You are given a 0-indexed array nums of non-negative integers and a positive integer k. You may perform operations that subtract 1 from each element of any contiguous subarray of length k any number of times. Determine if it is possible to make all elements equal to 0.

Return true if all elements in the array can be reduced to zero through these operations, otherwise return false. Consider how the order of choosing subarrays and cumulative effects influence whether the array can be fully zeroed.

Examples

Example 1

Input: nums = [2,2,3,1,1,0], k = 3

Output: true

We can do the following operations:

  • Choose the subarray [2,2,3]. The resulting array will be nums = [1,1,2,1,1,0].
  • Choose the subarray [2,1,1]. The resulting array will be nums = [1,1,1,0,0,0].
  • Choose the subarray [1,1,1]. The resulting array will be nums = [0,0,0,0,0,0].

Example 2

Input: nums = [1,3,1,1], k = 2

Output: false

It is not possible to make all the array elements equal to 0.

Constraints

  • 1 <= k <= nums.length <= 105
  • 0 <= nums[i] <= 106

Solution Approach

Use Prefix Sum to Track Operations

Maintain a difference array to record the net effect of operations. For each index, apply the cumulative effect from previous operations and determine how many more are needed to reduce nums[i] to zero. This ensures efficient O(n) processing without repeated subarray traversals.

Greedy Element Reduction

Process the array from left to right. At each element, if the current value after applying prefix sums is positive, apply enough operations on the k-length subarray starting at that index. This greedy approach aligns with the array plus prefix sum pattern and prevents over-subtracting.
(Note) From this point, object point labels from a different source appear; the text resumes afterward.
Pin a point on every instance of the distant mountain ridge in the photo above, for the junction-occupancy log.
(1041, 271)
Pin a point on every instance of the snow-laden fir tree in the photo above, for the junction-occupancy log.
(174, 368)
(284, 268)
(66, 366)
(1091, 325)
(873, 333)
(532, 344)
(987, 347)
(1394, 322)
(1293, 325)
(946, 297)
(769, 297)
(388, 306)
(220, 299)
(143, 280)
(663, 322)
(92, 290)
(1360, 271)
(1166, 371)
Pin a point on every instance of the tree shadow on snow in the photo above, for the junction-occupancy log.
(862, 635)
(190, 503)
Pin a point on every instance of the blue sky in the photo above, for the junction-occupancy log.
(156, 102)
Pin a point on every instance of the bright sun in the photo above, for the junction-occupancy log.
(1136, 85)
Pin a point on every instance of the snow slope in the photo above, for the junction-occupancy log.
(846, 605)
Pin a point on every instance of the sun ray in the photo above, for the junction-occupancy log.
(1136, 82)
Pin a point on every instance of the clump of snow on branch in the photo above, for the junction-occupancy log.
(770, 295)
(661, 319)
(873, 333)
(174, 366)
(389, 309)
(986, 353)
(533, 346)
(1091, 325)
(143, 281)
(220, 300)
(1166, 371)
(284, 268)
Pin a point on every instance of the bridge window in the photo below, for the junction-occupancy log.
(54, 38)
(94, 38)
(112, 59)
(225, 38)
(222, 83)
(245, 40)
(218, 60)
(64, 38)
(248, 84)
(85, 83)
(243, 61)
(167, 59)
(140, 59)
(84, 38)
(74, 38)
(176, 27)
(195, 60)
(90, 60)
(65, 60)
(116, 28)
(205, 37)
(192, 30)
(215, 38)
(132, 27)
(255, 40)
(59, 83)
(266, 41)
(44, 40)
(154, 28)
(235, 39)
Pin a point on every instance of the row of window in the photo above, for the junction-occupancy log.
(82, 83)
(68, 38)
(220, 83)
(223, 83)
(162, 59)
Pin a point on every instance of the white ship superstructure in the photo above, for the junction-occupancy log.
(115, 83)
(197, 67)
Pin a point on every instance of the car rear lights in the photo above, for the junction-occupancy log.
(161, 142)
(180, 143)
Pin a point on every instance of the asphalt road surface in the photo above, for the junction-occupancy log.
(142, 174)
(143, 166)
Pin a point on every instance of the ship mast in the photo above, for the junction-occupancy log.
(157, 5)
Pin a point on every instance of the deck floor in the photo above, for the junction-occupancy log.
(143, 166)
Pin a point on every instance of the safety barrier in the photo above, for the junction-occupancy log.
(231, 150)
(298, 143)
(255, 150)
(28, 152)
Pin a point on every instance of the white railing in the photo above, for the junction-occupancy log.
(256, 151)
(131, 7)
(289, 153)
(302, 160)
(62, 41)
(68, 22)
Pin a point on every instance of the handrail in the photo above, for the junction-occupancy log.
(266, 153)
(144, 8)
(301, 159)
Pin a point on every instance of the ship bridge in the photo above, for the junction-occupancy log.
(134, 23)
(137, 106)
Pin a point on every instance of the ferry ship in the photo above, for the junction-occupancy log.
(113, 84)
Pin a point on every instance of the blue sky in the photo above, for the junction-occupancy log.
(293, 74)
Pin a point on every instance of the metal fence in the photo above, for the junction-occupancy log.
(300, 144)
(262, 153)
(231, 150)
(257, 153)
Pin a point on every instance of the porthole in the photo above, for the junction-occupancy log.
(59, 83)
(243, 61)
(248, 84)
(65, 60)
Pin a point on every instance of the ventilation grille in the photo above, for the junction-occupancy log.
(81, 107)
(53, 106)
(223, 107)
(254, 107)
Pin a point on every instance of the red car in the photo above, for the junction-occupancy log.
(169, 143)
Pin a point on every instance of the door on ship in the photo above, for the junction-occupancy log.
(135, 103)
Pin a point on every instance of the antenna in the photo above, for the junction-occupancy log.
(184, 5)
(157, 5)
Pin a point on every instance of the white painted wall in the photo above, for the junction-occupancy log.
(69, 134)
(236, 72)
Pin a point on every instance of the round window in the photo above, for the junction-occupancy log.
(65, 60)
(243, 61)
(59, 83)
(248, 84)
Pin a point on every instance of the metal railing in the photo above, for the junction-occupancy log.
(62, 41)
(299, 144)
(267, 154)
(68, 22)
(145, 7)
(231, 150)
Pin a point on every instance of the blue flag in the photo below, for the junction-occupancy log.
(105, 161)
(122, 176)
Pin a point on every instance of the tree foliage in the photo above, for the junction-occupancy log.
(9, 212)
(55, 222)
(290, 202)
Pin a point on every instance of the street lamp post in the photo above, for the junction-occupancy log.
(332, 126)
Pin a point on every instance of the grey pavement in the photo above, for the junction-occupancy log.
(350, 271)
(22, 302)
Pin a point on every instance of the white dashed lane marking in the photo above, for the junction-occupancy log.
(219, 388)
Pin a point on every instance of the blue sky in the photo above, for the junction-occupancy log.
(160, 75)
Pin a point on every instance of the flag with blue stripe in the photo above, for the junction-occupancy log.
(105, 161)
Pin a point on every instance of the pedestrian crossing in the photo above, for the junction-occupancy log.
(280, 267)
Validate Final Array State

After applying operations, check the last n-k+1 elements for zero. Any remaining positive value means the array cannot be fully reduced. This final validation ensures correctness and accounts for the boundary effects in the prefix sum tracking.

Complexity Analysis

Metric Value
Time Depends on the final approach
Space Depends on the final approach

Time complexity is O(n) due to single-pass prefix sum updates, and space complexity is O(n) for the difference array storing operation effects. The greedy subarray reduction avoids nested loops.

What Interviewers Usually Probe

  • Ask for an O(n) solution using a prefix sum or difference array to avoid TLE on large arrays.
  • Probe how the order of applying operations affects the ability to reach zero, especially at boundaries.
  • Check if candidates handle cases where k equals array length or when elements exceed available operations.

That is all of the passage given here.